We all know lives that end well and phases in lives that end in joy or victory. And don’t we also find, in so much of the literature we love, the witty and ironic takes on triumph or disaster? What about Nabokov or Joseph Heller? Where would Holden Caufield be without wit? And we’re still talking about him. And what about the issues dismissed as “domestic”? In Far From the Madding Crowd, Bathsheba and Gabriel Oak are together at last. “Whenever you look up, there I shall be – And whenever I look up -- there will be you”. Framed in the homespun detail of the farm, tables set for holidays and harvest, surrounded by the mis-firings of nothing more weighty than love and partnerships, used as metaphors for a New Age, in contrast to the natural Old. But there is hardly today, across academe, a nose turned up, rejecting Hardy as a lightweight bit of “women’s lit”.

The development of Joy’s house reflects the opening of her life, as she can, at last, relax within her own authentic brand of comfort. And nowhere have we equated anything but personal discovery, authentic expression and an appreciation for beauty to the advancement of her home. The reviewer’s discomfort with that expression is part of the very discomfort and limitation I saw in Joy before the walls of her defenses began to crumble. The word ‘domestic’ is offered with a whiff of disapproval in this review. And Joy’s own denunciation of things domestic, of things of mere beauty, ornament, decoration or adornment is exactly in line with what the reviewer discourages here. The damning of the theme as Women’s Literature, bordering on Chick-Lit.

As I mentioned in my "Eye Entry 'It's Home'", there is a piece in The Season of Second Chances that speaks to this disassociation of academics and feminists from Style. “You’re not afraid of these things on the page” Bernadette says to Joy, referring to the style of Henry James, “Why are you so afraid of them in life?”

But I think that we can see that there is, indeed, a fear of it “on the page”. Women writers who, in text after text, find themselves beginning books with devastating scenes of violence or loss, so base that the rest of their book cannot possibly be misunderstood as ‘merely’ Women’s Lit or Chick Lit, are falling into a reactionary position that cannot begin to show us the fully expressed condition of women in the world today – which was, surely, the original intent of what I believe to be a well meaning, though misguided, prize – Orange or otherwise.
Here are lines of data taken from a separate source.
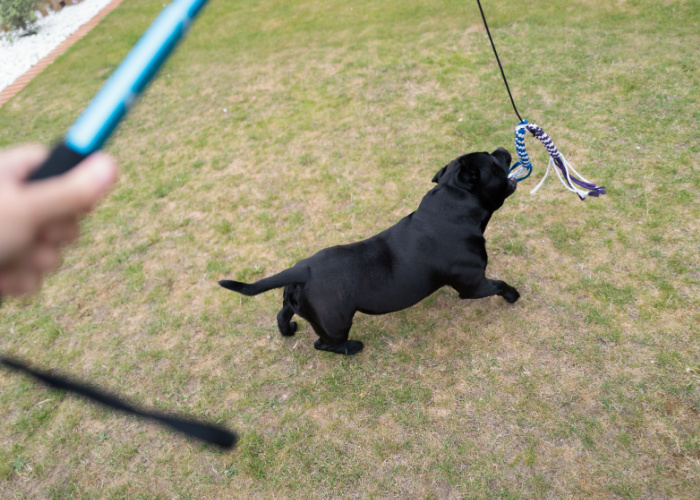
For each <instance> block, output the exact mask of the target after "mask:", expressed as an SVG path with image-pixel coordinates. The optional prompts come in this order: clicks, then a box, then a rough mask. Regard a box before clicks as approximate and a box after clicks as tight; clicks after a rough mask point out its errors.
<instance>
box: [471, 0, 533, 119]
mask: <svg viewBox="0 0 700 500" xmlns="http://www.w3.org/2000/svg"><path fill="white" fill-rule="evenodd" d="M476 3H478V4H479V10H480V11H481V18H482V19H483V20H484V26H485V27H486V34H487V35H488V36H489V40H490V41H491V47H493V53H494V54H495V55H496V61H498V67H499V68H500V69H501V75H502V76H503V83H505V84H506V90H507V91H508V96H509V97H510V102H511V104H513V110H514V111H515V114H516V115H518V119H519V120H520V121H521V122H522V121H523V119H522V118H521V117H520V113H518V108H516V107H515V101H514V100H513V94H511V93H510V87H509V86H508V80H507V79H506V74H505V72H504V71H503V66H502V65H501V59H500V58H499V57H498V52H496V45H495V44H494V43H493V38H491V32H490V31H489V25H488V24H487V23H486V16H485V15H484V9H482V8H481V2H480V0H476Z"/></svg>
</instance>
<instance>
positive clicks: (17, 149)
mask: <svg viewBox="0 0 700 500" xmlns="http://www.w3.org/2000/svg"><path fill="white" fill-rule="evenodd" d="M47 156H48V153H47V151H46V148H44V147H43V146H39V145H36V144H28V145H26V146H19V147H16V148H12V149H9V150H6V151H0V178H2V179H6V180H11V181H21V180H24V179H26V178H27V177H29V174H30V173H31V172H33V171H34V170H35V169H36V168H37V167H38V166H39V165H40V164H41V163H42V162H43V161H44V160H45V159H46V157H47Z"/></svg>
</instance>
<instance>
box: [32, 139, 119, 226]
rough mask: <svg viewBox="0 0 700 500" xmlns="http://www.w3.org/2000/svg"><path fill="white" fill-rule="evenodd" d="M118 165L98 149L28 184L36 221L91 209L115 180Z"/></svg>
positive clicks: (72, 214)
mask: <svg viewBox="0 0 700 500" xmlns="http://www.w3.org/2000/svg"><path fill="white" fill-rule="evenodd" d="M116 179H117V165H116V162H115V161H114V159H113V158H112V157H110V156H109V155H107V154H105V153H101V152H97V153H94V154H92V155H90V156H89V157H88V158H86V159H85V160H83V161H82V162H81V163H80V164H79V165H78V166H77V167H75V168H74V169H72V170H70V171H69V172H67V173H65V174H63V175H60V176H58V177H52V178H50V179H46V180H41V181H37V182H33V183H30V184H27V185H26V187H25V195H26V200H27V204H28V205H29V207H28V210H29V212H30V214H31V217H32V219H33V220H34V222H35V223H36V224H39V225H41V224H44V223H46V222H48V221H50V220H54V219H57V218H62V217H67V216H71V215H77V214H79V213H82V212H86V211H88V210H89V209H90V208H91V207H92V206H93V205H94V204H95V203H96V202H97V201H98V200H99V199H100V198H102V196H104V194H105V193H106V192H107V191H108V190H109V188H110V187H111V186H112V185H113V184H114V182H115V181H116Z"/></svg>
This is where, I suppose, the ghetto that is called “Women’s Literature” begins to spring to life in its most dangerous form, as we diminish the very things that were relegated to women, no matter how life-enhancing they might be (and, quite likely because they might be ‘life enhancing’). It is characteristic of the oppressed to most value the things long disallowed and held only for the ‘oppressors’, while discrediting their own gifts or worth. I would have hoped we’d be a little farther along by now.


Eight Days and Counting

Tuesday, March 23, 2010

Today Evelyn and Leah, who, here at MEIER, hold the lion’s share of online outreach for our books in their strong and capable hands, reminded me that we need to be in touch with the Bloggers who so generously held their reviews of The Season of Second Chances until Launch Date. It’s almost upon us.
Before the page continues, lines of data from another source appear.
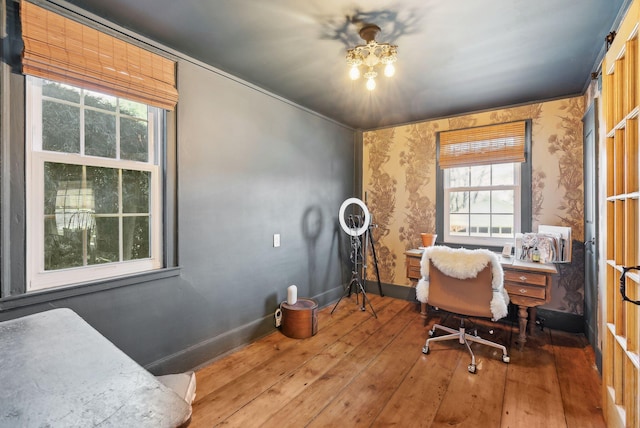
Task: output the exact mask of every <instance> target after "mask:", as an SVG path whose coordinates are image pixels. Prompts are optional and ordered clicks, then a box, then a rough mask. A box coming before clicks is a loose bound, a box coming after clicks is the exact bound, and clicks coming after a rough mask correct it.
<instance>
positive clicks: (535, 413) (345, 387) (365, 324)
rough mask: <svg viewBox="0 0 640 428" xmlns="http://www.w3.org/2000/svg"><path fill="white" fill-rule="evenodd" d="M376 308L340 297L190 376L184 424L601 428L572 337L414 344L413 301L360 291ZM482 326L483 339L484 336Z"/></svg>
mask: <svg viewBox="0 0 640 428" xmlns="http://www.w3.org/2000/svg"><path fill="white" fill-rule="evenodd" d="M369 297H370V299H371V303H372V305H373V307H374V309H375V311H376V313H377V315H378V318H377V319H376V318H374V316H373V315H372V312H371V309H370V308H369V307H367V311H366V312H362V311H360V307H359V306H358V305H357V304H356V302H355V296H352V300H348V299H343V301H342V302H341V303H340V304H339V306H338V307H337V309H336V310H335V312H334V314H333V315H331V314H330V312H331V309H332V308H333V306H330V307H327V308H324V309H321V310H320V311H319V314H318V334H316V335H315V336H313V337H310V338H308V339H302V340H299V339H290V338H288V337H285V336H284V335H283V334H282V333H280V332H279V331H277V332H275V333H273V334H270V335H269V336H266V337H265V338H263V339H261V340H259V341H257V342H254V343H252V344H250V345H248V346H246V347H244V348H242V349H240V350H238V351H236V352H234V353H232V354H230V355H227V356H225V357H224V358H221V359H219V360H217V361H215V362H213V363H211V364H210V365H208V366H206V367H204V368H202V369H201V370H198V371H197V372H196V378H197V395H196V401H195V403H194V407H193V417H192V421H191V425H190V427H211V426H217V425H224V426H233V427H262V426H264V427H280V428H282V427H303V426H314V427H315V426H332V427H334V426H335V427H338V426H340V427H353V426H392V425H395V426H400V427H420V426H423V427H440V426H447V427H449V426H461V427H544V428H558V427H571V428H585V427H604V426H605V423H604V420H603V417H602V411H601V390H600V380H599V376H598V373H597V371H596V369H595V364H594V355H593V351H592V349H591V348H590V347H589V346H588V344H587V342H586V340H585V338H584V335H574V334H569V333H564V332H560V331H556V330H551V331H550V330H549V329H545V330H544V331H540V330H539V329H538V330H536V332H535V334H534V335H533V337H530V338H529V339H528V341H527V344H526V346H525V348H524V350H523V351H519V350H518V347H517V345H516V343H515V339H516V337H517V326H516V325H512V324H511V323H506V324H492V323H488V322H484V323H478V324H477V328H478V334H479V335H480V336H482V337H484V338H487V339H491V340H493V341H497V342H499V343H502V344H504V345H505V346H506V347H507V350H508V352H509V355H510V357H511V362H510V363H509V364H505V363H503V362H502V360H501V351H499V350H497V349H494V348H491V347H488V346H484V345H478V344H474V345H472V349H473V350H474V352H475V355H476V360H477V361H476V362H477V368H478V370H477V373H476V374H470V373H469V372H468V371H467V365H468V364H469V363H470V361H471V358H470V355H469V353H468V352H467V350H466V347H465V346H464V345H460V344H459V343H457V342H455V341H449V342H440V343H434V344H432V345H431V346H430V353H429V354H428V355H424V354H423V353H422V346H423V345H424V342H425V340H426V339H427V337H428V329H429V327H430V326H431V325H432V324H433V323H434V322H435V321H438V322H442V323H443V324H446V325H450V326H452V327H457V323H458V322H459V321H458V320H457V319H455V318H453V317H451V316H444V315H442V316H440V315H437V314H436V315H434V316H433V317H432V318H430V319H429V322H428V324H427V326H426V327H425V326H423V325H422V324H423V322H422V320H421V319H420V315H419V313H418V312H417V309H416V307H415V305H414V304H412V303H409V302H406V301H404V300H398V299H393V298H390V297H380V296H376V295H369ZM490 329H493V335H491V333H490V332H489V330H490Z"/></svg>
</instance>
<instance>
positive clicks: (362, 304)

The outreach has been kind of incredible. Evelyn spearheaded it – finding folks who love books, or appreciate the work and regeneration of renovating a home, or who just delight in home design – with a handful of folks who were simply basking in a kind of luxurious, hands-on-generally-chic-style. She read them and got to know them and let them know that she appreciated their work and their point of view.

When you begin to talk about Internet, Social Media, Outreach and Bloggers – it all seems kind of theoretical at best, and shallow, technological and cold, at worst. But this has been an awakening for me. When we talk, here at MEIER, about the human metabolism of consumers, and the fact that the Internet does little to change that, we’re reminding ourselves of the human equation and it grounds our work. It reminds us that people still behave like – people.
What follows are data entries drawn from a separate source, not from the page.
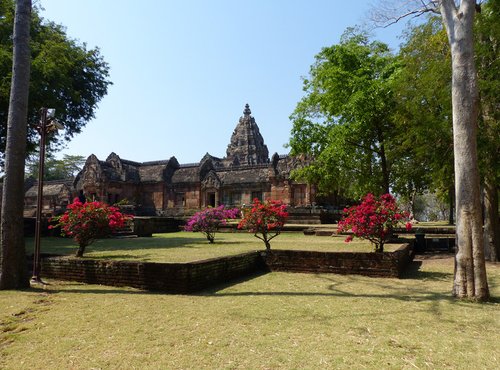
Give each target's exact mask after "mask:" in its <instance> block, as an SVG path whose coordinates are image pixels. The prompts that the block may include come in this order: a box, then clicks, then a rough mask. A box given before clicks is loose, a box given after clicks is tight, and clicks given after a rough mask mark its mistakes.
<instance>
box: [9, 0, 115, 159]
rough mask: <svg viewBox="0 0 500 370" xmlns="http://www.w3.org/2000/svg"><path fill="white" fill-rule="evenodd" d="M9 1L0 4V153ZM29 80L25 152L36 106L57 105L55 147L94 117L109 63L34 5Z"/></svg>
mask: <svg viewBox="0 0 500 370" xmlns="http://www.w3.org/2000/svg"><path fill="white" fill-rule="evenodd" d="M13 4H14V1H13V0H2V2H1V3H0V75H1V76H2V78H1V79H0V153H1V154H2V156H1V157H0V158H3V153H4V151H5V138H6V124H7V110H8V109H7V108H8V101H9V90H10V78H11V68H10V67H11V65H12V47H13V45H12V25H13V20H14V5H13ZM30 44H31V59H32V61H31V81H30V91H29V103H28V138H27V154H30V153H33V152H34V150H35V149H36V147H37V145H38V141H39V135H38V133H37V132H36V130H35V125H36V123H37V122H38V120H39V119H40V117H39V109H40V108H41V107H50V108H55V109H56V116H57V119H58V121H60V122H61V123H63V124H64V127H65V130H64V133H61V134H59V135H57V136H52V137H51V138H50V139H49V140H50V141H51V142H52V145H51V146H50V148H52V149H55V148H57V147H58V145H62V144H63V143H64V142H65V141H68V140H70V139H71V138H72V137H73V136H74V135H75V134H78V133H79V132H80V131H81V130H82V128H83V127H84V126H85V125H86V123H87V122H88V121H89V120H91V119H92V118H93V117H94V114H95V109H96V107H97V104H98V103H99V101H100V100H101V99H102V98H103V96H104V95H106V93H107V89H108V86H109V85H110V84H111V82H110V81H109V79H108V77H109V66H108V64H107V63H106V62H105V61H104V59H103V57H102V56H101V54H100V50H99V49H98V48H94V49H88V48H87V46H86V44H85V43H83V44H82V43H79V42H78V41H76V40H73V39H71V38H69V37H68V36H67V35H66V33H65V30H64V27H63V26H61V25H58V24H55V23H53V22H49V21H46V20H44V19H43V18H41V17H40V15H39V14H38V11H37V9H36V8H35V9H33V12H32V19H31V42H30Z"/></svg>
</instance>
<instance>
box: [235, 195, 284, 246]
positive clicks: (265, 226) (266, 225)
mask: <svg viewBox="0 0 500 370" xmlns="http://www.w3.org/2000/svg"><path fill="white" fill-rule="evenodd" d="M287 218H288V212H287V211H286V205H285V204H283V202H281V201H278V200H268V201H266V202H262V203H261V202H260V200H259V199H257V198H256V199H254V200H253V204H252V209H251V210H250V211H249V212H246V214H245V216H244V217H243V219H242V220H241V221H240V223H239V224H238V229H246V230H248V231H249V232H251V233H253V235H254V236H255V237H256V238H258V239H260V240H262V241H263V242H264V244H265V246H266V250H268V251H270V250H271V243H270V241H271V239H273V238H275V237H276V236H278V235H279V234H280V233H281V230H282V229H283V226H284V225H285V222H286V220H287Z"/></svg>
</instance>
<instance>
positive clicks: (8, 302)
mask: <svg viewBox="0 0 500 370" xmlns="http://www.w3.org/2000/svg"><path fill="white" fill-rule="evenodd" d="M188 235H189V234H188ZM191 237H194V234H193V235H191ZM289 238H290V240H293V237H292V236H290V237H289ZM278 239H279V238H278ZM283 239H286V238H283ZM324 239H325V240H327V239H328V238H324ZM153 240H154V239H153ZM321 240H323V238H321ZM189 243H193V245H194V242H193V241H190V242H189ZM276 244H278V243H276ZM181 248H185V246H184V247H181ZM452 273H453V261H452V259H451V258H450V257H448V258H445V259H428V260H423V261H416V262H415V263H414V265H413V266H412V269H410V271H409V272H408V275H407V277H406V278H405V279H390V278H369V277H363V276H343V275H334V274H293V273H269V274H262V275H256V276H254V277H252V278H248V279H245V280H242V281H239V282H237V283H235V284H227V285H224V286H219V287H218V288H215V289H210V290H207V291H204V292H201V293H199V294H195V295H166V294H153V293H149V292H144V291H139V290H135V289H131V288H116V287H105V286H96V285H94V286H93V285H83V284H79V283H71V282H58V281H50V282H49V283H50V285H48V286H46V287H45V288H44V289H41V288H40V289H32V290H27V291H22V292H15V291H0V327H1V330H0V368H2V369H364V368H368V369H498V368H500V356H499V353H498V343H499V334H498V333H500V300H499V299H498V298H499V297H500V265H498V264H489V265H488V276H489V283H490V288H491V293H492V295H493V296H494V297H496V300H494V301H493V302H491V303H485V304H477V303H472V302H464V301H457V300H454V299H453V298H452V297H451V296H450V290H451V282H452Z"/></svg>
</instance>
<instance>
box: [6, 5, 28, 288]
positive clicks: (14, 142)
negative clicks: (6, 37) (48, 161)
mask: <svg viewBox="0 0 500 370" xmlns="http://www.w3.org/2000/svg"><path fill="white" fill-rule="evenodd" d="M30 20H31V0H17V2H16V15H15V21H14V39H13V41H14V51H13V63H12V83H11V90H10V101H9V115H8V119H7V145H6V149H5V177H4V183H3V195H2V215H1V221H0V234H1V235H0V248H1V259H0V289H20V288H26V287H28V286H29V278H28V275H27V270H26V255H25V250H24V225H23V223H24V221H23V207H24V160H25V152H26V129H27V117H28V92H29V80H30V61H31V56H30V45H29V41H30Z"/></svg>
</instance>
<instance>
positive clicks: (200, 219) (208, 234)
mask: <svg viewBox="0 0 500 370" xmlns="http://www.w3.org/2000/svg"><path fill="white" fill-rule="evenodd" d="M239 213H240V210H239V209H238V208H232V209H225V207H224V206H223V205H221V206H219V207H216V208H207V209H205V210H203V211H200V212H197V213H195V214H194V215H193V216H192V217H191V218H190V219H189V220H188V222H187V223H186V226H184V230H185V231H193V232H196V231H199V232H201V233H203V234H205V236H206V237H207V240H208V241H209V243H213V242H214V240H215V232H216V231H218V230H219V226H221V225H225V224H226V223H227V220H228V219H233V218H237V217H238V215H239Z"/></svg>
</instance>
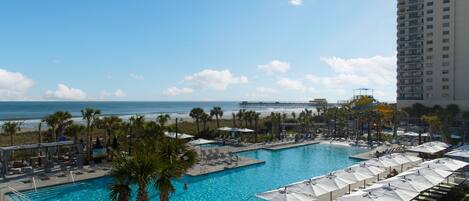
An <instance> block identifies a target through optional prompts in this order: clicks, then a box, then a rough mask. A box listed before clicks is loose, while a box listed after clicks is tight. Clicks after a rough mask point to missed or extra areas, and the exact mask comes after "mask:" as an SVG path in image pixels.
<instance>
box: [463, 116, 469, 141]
mask: <svg viewBox="0 0 469 201" xmlns="http://www.w3.org/2000/svg"><path fill="white" fill-rule="evenodd" d="M462 119H463V120H464V123H463V125H464V128H463V139H462V140H463V143H465V142H466V132H467V131H466V130H467V122H468V121H469V111H465V112H463V113H462Z"/></svg>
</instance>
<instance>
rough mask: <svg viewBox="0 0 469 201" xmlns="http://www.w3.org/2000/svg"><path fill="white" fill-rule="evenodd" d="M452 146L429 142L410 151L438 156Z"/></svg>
mask: <svg viewBox="0 0 469 201" xmlns="http://www.w3.org/2000/svg"><path fill="white" fill-rule="evenodd" d="M449 147H450V145H448V144H446V143H443V142H438V141H434V142H427V143H424V144H421V145H418V146H415V147H412V148H410V149H408V151H412V152H418V153H426V154H436V153H438V152H441V151H444V150H446V149H448V148H449Z"/></svg>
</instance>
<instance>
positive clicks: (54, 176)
mask: <svg viewBox="0 0 469 201" xmlns="http://www.w3.org/2000/svg"><path fill="white" fill-rule="evenodd" d="M318 143H320V141H305V142H301V143H293V144H292V143H288V144H278V145H267V144H264V143H255V144H249V145H245V146H239V147H234V146H223V147H217V148H216V149H219V150H220V151H221V152H225V153H226V152H233V153H239V152H245V151H254V150H259V149H266V150H270V151H276V150H281V149H288V148H294V147H300V146H306V145H312V144H318ZM203 149H206V148H203ZM212 149H213V148H212ZM263 163H265V161H261V160H256V159H252V158H248V157H241V156H238V161H237V162H232V163H231V164H226V163H220V164H216V165H208V164H203V165H202V164H197V165H195V166H194V167H192V168H190V169H189V170H188V172H187V173H186V174H187V175H189V176H200V175H205V174H210V173H215V172H220V171H224V170H228V169H234V168H242V167H247V166H251V165H256V164H263ZM110 167H111V164H110V163H103V164H99V165H98V164H97V165H96V166H95V167H94V168H90V167H89V166H85V169H83V170H73V171H72V172H73V181H75V182H79V181H82V180H88V179H95V178H99V177H104V176H108V175H109V172H110ZM89 169H94V170H95V172H88V171H87V170H89ZM77 172H81V173H82V174H77ZM60 173H61V171H60V170H58V168H57V169H55V171H52V172H51V173H47V174H45V175H47V177H49V179H48V180H40V179H39V178H38V177H37V176H35V181H36V188H42V187H49V186H55V185H62V184H68V183H73V181H72V176H71V175H70V172H67V173H65V176H58V175H59V174H60ZM39 174H44V173H42V172H36V175H39ZM31 178H32V177H31V176H21V175H15V176H9V177H7V180H5V181H0V201H7V198H6V197H5V194H8V193H11V192H12V191H13V190H12V189H11V188H13V189H15V190H16V191H19V192H22V191H27V190H33V189H34V185H33V184H32V183H31V182H24V181H31ZM10 187H11V188H10Z"/></svg>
This outreach, as we’ve done for The Season of Second Chances, turns out to be just another way of touching people. In this case, people very much like me. And, as it happens, people much like Leah and Evelyn.

We decided that the Bloggers were being so generous in their responses, that we should include, with the books that we sent, handwritten notes – here in the era of cyber-transmitting. In fact, it brings up something Wendy Goodman noted in her piece about our office in New York Magazine– that in the face of high-technology, our response here at MEIER has been to go Edwardian – with our behavior (the writing of books, the design of our office, the fact of our shared lunches and steady conversation and values). And many of the Bloggers have reacted to just that. Handwritten notes by the author. Who’d have thought? Well – actually – I think – many of them would have done the same. And that’s the point.

It’s not that we’re Luddites. Quite the opposite. Harish Rao, here at MEIER, probably knows as much about Internet Outreach as anyone in America right now. Ben and David Goodwin are not far behind. And Evelyn just attended the South by Southwest conference and found that we are far ahead of the rest of the publishing industry in our outreach and understanding of how to slice and dice the kind of narrow channels we need to fish in to get results.

But once you get through the ‘how’ and the ‘why’ – on the other end of the equation, there are people. Very nice people – who, if you’ve done your job right, appreciate what you have to share.

And, in our case, what we have to share is rather emotional and warm and supportive and real. It’s the opposite of the shallow and cold response you think you’ll get when the word Internet falls from your lips.

So – today, eight days from publication, we are opening the gates to the new friends we’ve made, and the connections we hope to keep up through the years – with the books that will follow and the ideas we have for how to celebrate and express ourselves authentically and beautifully – one project at a time. Imagine standing at the door and saying, Welcome!


Ten Days to Publication

Sunday, March 21, 2010

We’ve had a week that has made me believe Spring might actually come. It has delivered bright, almost blinding sunshine, blue skies and the kind of breeze that makes people on the street take off their jackets just to feel that sweet, sharp air against their skin. As Frank and I drove along Riverside Drive yesterday, I saw a man – tubby and white as a fish’s tummy, naked but for a pair of wrinkled short shorts, lying on the brownish, scrubby grass --- optimistically inviting a vicious sunburn.

For more than a year I’ve rather doubted the possibility that this Spring would arrive, as Spring 2010 meant that The Season of Second Chances would see the light of day. I guess it just seemed too much to hope for. It’s not that I think life never pays off. For heaven’s sake, I’ve had some of the greatest good fortune possible. Just luck -- in all forms – from the parents I was handed, to the talents they bestowed or encouraged or supported or paid for, to the friends and the health and the love and the times and the places we’ve landed, I am aware that I am nothing, if not fortunate. But this – the solid and safe landing of my book -- I’m just not sure. I’m a little afraid to hope – if you know what I mean.

Like you, I’ll bet, I’ve seen the most auspicious events fall through, due to nothing but bad luck. Our good friend, John Colapinto, launched his brilliant, funny, first novel, About the Author, just days before 911. Not the best environment for satire. Or retail.

But I’ve also seen a novel of Frank’s land on The Best Sellers List the week it arrived in the stores – so why am I choosing to expect the worst? And why, when I have a reputation for even-temper in the face of disaster, am I being so damned neurotic? I remember that a good friend, at the birth of her first child, was heard to scream to the staff in the delivery room – “Don’t touch me – just leave it in there!” I never felt closer to her than I do at this moment.